BitMEX共同創業者のアーサー・ヘイズ氏も「ビットコインは底値に近づいているのは確かだが、まだ焦って参入すべき局面ではない」と述べ、米株市場の調整余地にも言及した。「私たちが狙うのは次の“マネー・プリンティング(追加緩和)”であり、そのためにはまずAI関連銘柄が崩れる必要がある」とも語った。
AI市場の過熱感もマクロ環境の焦点に
米ウォール街やシリコンバレーでは、AI投資の過熱を懸念する“バブル論”も広がりつつある。
NVIDIAのジェンセン・フアンCEOは最近の社内会議で、「業績が悪ければAIバブルの証拠になり、良ければバブルに火をつけることになる」と述べたとされ、市場の過度な期待を意識している様子もうかがえる。

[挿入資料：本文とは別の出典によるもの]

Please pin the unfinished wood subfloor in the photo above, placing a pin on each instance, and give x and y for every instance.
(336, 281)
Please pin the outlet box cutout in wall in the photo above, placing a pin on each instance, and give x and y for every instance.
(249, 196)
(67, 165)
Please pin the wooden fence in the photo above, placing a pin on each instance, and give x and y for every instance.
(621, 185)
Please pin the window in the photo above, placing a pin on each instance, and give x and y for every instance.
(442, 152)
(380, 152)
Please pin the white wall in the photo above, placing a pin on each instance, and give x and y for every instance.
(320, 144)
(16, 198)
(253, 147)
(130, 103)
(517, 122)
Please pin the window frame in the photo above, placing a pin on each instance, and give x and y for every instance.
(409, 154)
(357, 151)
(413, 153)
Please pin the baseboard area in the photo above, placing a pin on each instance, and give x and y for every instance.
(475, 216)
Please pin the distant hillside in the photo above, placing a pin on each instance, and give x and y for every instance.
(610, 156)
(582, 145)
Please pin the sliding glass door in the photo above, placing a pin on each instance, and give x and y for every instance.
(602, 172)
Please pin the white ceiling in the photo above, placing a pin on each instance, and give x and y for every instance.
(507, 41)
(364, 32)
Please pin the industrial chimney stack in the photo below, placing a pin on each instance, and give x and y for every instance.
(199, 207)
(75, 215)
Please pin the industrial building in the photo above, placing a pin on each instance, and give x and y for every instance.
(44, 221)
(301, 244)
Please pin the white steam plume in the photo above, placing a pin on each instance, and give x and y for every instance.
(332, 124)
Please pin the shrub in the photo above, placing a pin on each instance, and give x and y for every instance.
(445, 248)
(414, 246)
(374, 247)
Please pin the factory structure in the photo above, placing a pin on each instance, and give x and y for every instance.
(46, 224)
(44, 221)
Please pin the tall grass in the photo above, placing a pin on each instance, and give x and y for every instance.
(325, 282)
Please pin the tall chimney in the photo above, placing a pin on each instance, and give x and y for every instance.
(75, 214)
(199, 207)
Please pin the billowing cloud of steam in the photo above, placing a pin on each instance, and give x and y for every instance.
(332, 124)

ヘイズ氏がAI関連株の調整と次の金融緩和を結び付けている点を踏まえると、暗号資産市場でも米株市場や金融政策を含むマクロ環境への関心が引き続き高い状況だ。
市場調整は「健全なプロセス」との見方も
一方、Binanceのリチャード・テンCEOは、今回の下落について「伝統金融と同程度のボラティリティ水準にあり、リスクオフ環境下で発生する自然なデレバレッジの過程」と説明した。

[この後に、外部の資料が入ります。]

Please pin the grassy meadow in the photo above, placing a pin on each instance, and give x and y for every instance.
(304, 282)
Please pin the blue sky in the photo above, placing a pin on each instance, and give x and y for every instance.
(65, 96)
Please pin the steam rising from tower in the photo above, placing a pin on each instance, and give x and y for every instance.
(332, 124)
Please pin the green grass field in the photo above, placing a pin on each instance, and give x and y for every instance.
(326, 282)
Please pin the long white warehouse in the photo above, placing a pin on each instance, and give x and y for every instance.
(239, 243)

同氏は「この1年半、市場は高いパフォーマンスを続けてきた。一定の利益確定は当然であり、今回の調整は市場が呼吸を整え基盤を固める“健全なステップ”」だと強調した。
市場の急落を弱気相場への転換と見る声がある一方、長期上昇後のポジション調整と捉える見方も出ており、現在の8万ドル台をどう評価するかで市場参加者の見方は分かれている。
来年の流動性回復が強気相場の鍵に
CryptoQuantのキ・ヨンジュCEOはオンチェーン指標の重要性を挙げつつ、現在は「ドル流動性が絞られ、リスク資産への売り圧力が続くフェーズ」であり、この状況は来年の流動性拡大まで続く可能性が高いと分析した。

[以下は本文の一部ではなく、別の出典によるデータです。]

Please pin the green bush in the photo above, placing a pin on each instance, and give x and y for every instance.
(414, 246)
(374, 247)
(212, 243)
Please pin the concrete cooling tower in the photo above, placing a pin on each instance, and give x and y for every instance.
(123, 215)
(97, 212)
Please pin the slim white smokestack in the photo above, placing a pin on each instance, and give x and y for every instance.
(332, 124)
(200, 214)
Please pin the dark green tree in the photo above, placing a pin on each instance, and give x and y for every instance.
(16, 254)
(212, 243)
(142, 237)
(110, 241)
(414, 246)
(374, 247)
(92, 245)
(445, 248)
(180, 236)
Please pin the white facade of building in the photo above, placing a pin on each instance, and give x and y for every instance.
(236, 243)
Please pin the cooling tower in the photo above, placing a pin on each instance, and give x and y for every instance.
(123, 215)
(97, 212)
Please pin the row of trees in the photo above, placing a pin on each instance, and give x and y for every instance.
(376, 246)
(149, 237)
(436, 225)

同氏は「短期的にはビットコインが10万ドルまで反発する可能性はあるが、その価格帯を突破できなければ再び低いレンジを形成する」と指摘。そのうえで、「来年、流動性が本格的に戻れば、金やビットコインなどの希少資産は上昇局面に入るだろう。真の強気相場は流動性が回復するタイミングから始まる」と展望した。
足元ではETFへの資金流入が確認される一方、オプション市場では下値への警戒が続いている。短期的な反発が本格的な相場回復につながるかは、ビットコインの価格推移に加え、ドル流動性や米金融市場の動向も焦点となりそうだ。